Galleries Curate: RHE
Aki Sasamoto, Tsuruko Yamazaki
Mar. 9 until Apr. 3, 2021
Presented by Take Ninagawa in Tokyo
On the occasion of Galleries Curate: RHE, Take Ninagawa in Tokyo is presenting works by Aki Sasamoto and Tsuruko Yamazaki.
The exhibition will be on view from March 9 until April 3, 2021.
For more information about the works on view, please contact firstname.lastname@example.org
Aki Sasamoto is a New York-based Japanese artist who works in performance, sculpture, dance, and whatever other medium it takes to get her ideas across. Her works have been shown both in performing art and visual art venues worldwide. She has collaborated with musicians, choreographers, scientists and scholars, and she plays multiple roles as dancer, sculptor, or director.
Sasamoto's performance/installation works revolve around gestures of nothing and everything. Her installations are careful arrangements of sculpturally altered found objects, and the decisive gestures of her improvisational performances create feedback, responding to sound, objects, and moving bodies. The constructed stories seem personal at first, yet oddly open to varying degrees of access, relation, and reflection.
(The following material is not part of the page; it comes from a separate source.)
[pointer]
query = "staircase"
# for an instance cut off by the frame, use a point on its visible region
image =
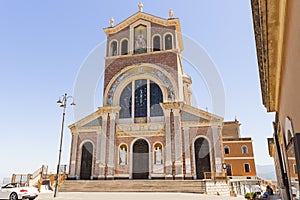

Talking in Circles in Talking (2021) is an inquiry into the extent the human body can be transformed into a physical object, much like how our consciousness of a dead person can be turned into a memento. Melting ice blocks contain things that carry people's memories. The drips of the ice and the sounds of the falling objects are amplified via hand-made contact microphones attached to the cooking bowls.
Born in 1925 in Ashiya, Hyogo Prefecture, Tsuruko Yamazaki was a founding member of the Gutai Art Association. Formed in 1954, the Gutai group innovated practices such as happenings and site-specific installations through events including the Outdoor Gutai Art Exhibition, held at Ashiya Park in 1956, and Gutai Art on Stage, held at Sankei Hall in Tokyo in 1957.
From the start Yamazaki pushed Gutai’s focus on the concrete and the material into radical directions. She frequently experimented with reflective surfaces and projected light, both dematerializing the work and inviting viewers to become part of the material. Yamazaki said her interest in light was inspired by the urban environment of the postwar period in Japan, where, with few ambient light sources, the headlights of passing cars catching upon scrap metal, bits of glass, and other street detritus would scatter the darkness with sudden bursts of illumination.
One of Yamazaki’s most recognizable works, Untitled (2011, 2012), was made by applying dye and lacquer to tin panel, which was a typical construction material in post war Japan. Yamazaki created the image improvisationally by moving the panel with her hands. Having debuted the work at the 4th Gutai Art Exhibition at Ohara Kaikan Hall in Tokyo in 1957, Yamazaki revisited the work in her later life through a series of tin panel pieces that would become her last paintings.